Scottish trains were in fact temporarily nationalised to help the rail network operate during the pandemic with the Scottish Government offering £173.1m to provide transport links for key workers. This time, the Scottish Government is taking over the railway systems for the foreseeable future. Whilst the pandemic undeniably had a negative financial impact across the country, Dutch owned Abellio’s problems pre-date Covid-19. Abellio reported losses of £64.5 million in the 12 months prior to March 2020. During the first year of the pandemic rail usage in Scotland fell to just 8% of the pre-pandemic level leaving the company in greater financial difficulty. The Government decided not to renew Abellio’s contract past 2022, stating that “the current franchising system is not fit for purpose”.

What’s the big picture effect?

There will be no jobs lost through this takeover as all current Abellio employees will retain their positions. There is hope that nationalising the rail systems in Scotland will provide an opportunity to strengthen and improve train services across the country. Scotland’s transport minister Jenny Gilruth stated the takeover will allow services to be “affordable, sustainable and customer-focused”. The SNP has also highlighted that nationalisation provides the perfect opportunity to control decarbonisation efforts. It has pledged that railways in Scotland will be decarbonised by 2035.

In her statement to the Scottish Parliament, Gilruth emphasised her desire to make the railway network safer for women and outlined her collaborative approach to solve this issue. The minister wants to consult with women to “better understand their experiences and… improve our public transport systems”. It’s clear the Government has big plans to overhaul the disorganisation left by Abellio.

However, not all Scottish parties share the SNP’s enthusiasm over nationalisation. Taking over train services will require strategic and logistical planning, something the Scottish Liberal Democrats fear the Government is not prepared for. The Scottish Conservatives have also asserted that “passengers need a commitment that fares will come down”.

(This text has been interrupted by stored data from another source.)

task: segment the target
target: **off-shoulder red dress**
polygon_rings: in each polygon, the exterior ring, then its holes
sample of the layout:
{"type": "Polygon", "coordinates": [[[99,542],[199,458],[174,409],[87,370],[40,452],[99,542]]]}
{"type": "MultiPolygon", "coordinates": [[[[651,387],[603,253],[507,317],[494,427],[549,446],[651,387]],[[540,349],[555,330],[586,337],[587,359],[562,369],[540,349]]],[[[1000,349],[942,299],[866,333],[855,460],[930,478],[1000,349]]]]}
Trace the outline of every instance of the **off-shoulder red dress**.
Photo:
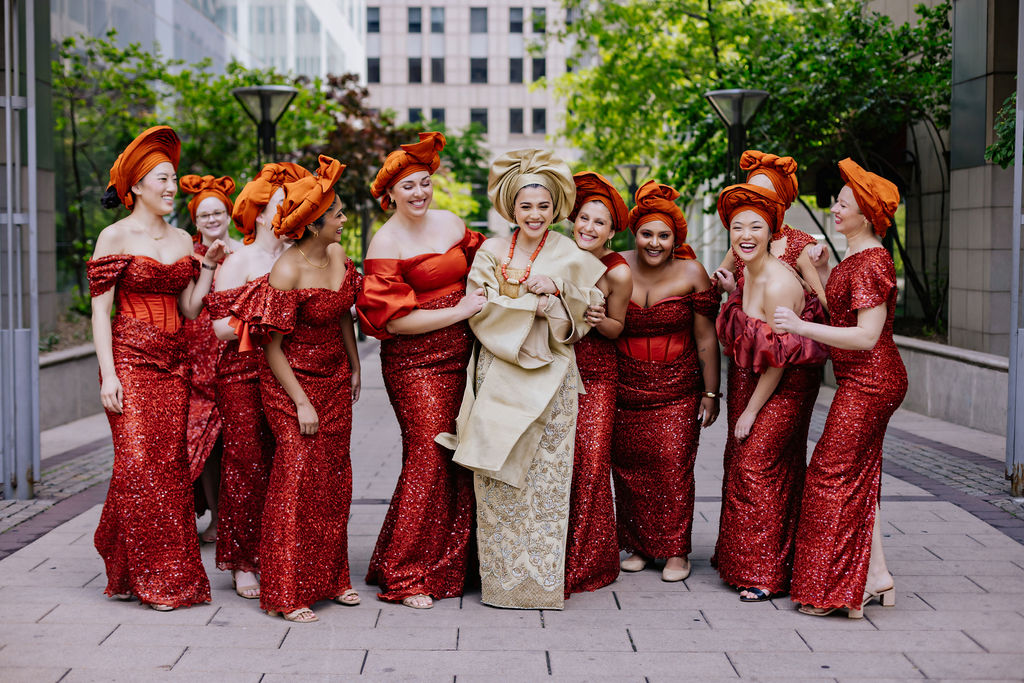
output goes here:
{"type": "Polygon", "coordinates": [[[260,393],[277,447],[263,507],[260,606],[291,612],[352,587],[348,516],[352,504],[352,369],[342,340],[360,276],[352,261],[337,291],[283,292],[267,276],[246,285],[231,313],[254,335],[284,335],[281,349],[320,426],[299,433],[295,404],[266,364],[260,393]]]}
{"type": "MultiPolygon", "coordinates": [[[[800,314],[821,323],[824,311],[813,294],[800,314]]],[[[743,312],[743,289],[732,293],[717,322],[718,340],[729,357],[729,434],[715,566],[722,580],[768,593],[789,590],[793,537],[800,513],[807,462],[808,397],[818,394],[828,350],[795,334],[776,334],[763,320],[743,312]],[[733,431],[757,382],[769,368],[785,368],[743,441],[733,431]]],[[[813,405],[813,404],[812,404],[813,405]]]]}
{"type": "MultiPolygon", "coordinates": [[[[213,320],[231,315],[245,286],[211,292],[206,310],[213,320]]],[[[274,434],[263,412],[260,371],[267,361],[260,349],[242,352],[225,343],[217,361],[216,398],[224,452],[220,463],[217,568],[259,571],[263,503],[274,458],[274,434]]]]}
{"type": "Polygon", "coordinates": [[[208,602],[185,450],[188,349],[178,312],[199,262],[119,254],[87,269],[92,296],[116,288],[112,347],[123,389],[123,412],[107,412],[114,471],[95,536],[106,593],[171,607],[208,602]]]}
{"type": "Polygon", "coordinates": [[[448,251],[367,259],[356,305],[363,330],[381,339],[384,386],[402,430],[402,473],[370,559],[366,581],[382,600],[462,595],[473,526],[473,473],[434,442],[455,431],[473,335],[465,321],[425,334],[391,335],[390,320],[450,308],[466,294],[480,233],[448,251]]]}
{"type": "Polygon", "coordinates": [[[859,608],[863,602],[882,439],[907,393],[907,371],[892,338],[896,293],[896,270],[882,247],[847,256],[825,285],[836,327],[856,325],[862,308],[885,304],[887,313],[870,350],[831,349],[838,387],[807,466],[793,560],[790,594],[804,605],[859,608]]]}
{"type": "Polygon", "coordinates": [[[619,547],[647,558],[690,553],[704,386],[693,317],[714,321],[718,297],[709,287],[648,308],[630,301],[616,340],[612,476],[619,547]]]}
{"type": "MultiPolygon", "coordinates": [[[[601,259],[611,270],[626,267],[612,252],[601,259]]],[[[591,330],[573,345],[583,388],[576,419],[569,532],[565,544],[565,597],[607,586],[619,575],[619,542],[612,500],[612,428],[619,364],[615,342],[591,330]]]]}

Questions have been raised over how this takeover fits into the wider developments for railways across the UK. The UK Government has recently announced its plan to create a national body called Great British Railways (GBR) which will control railway infrastructure including tracks and train tickets. It appears that in the future, ScotRail will work together with the new GBR body in a UK-wide railway system which will be closely controlled by the UK Government. Whilst implementing the GBR body will not result in a full blown renationalisation of the UK railway systems, the UK Government will have an increased level of control over services. The UK Government will therefore no doubt be looking to see how the Scottish Government gets on before their own management plans roll in.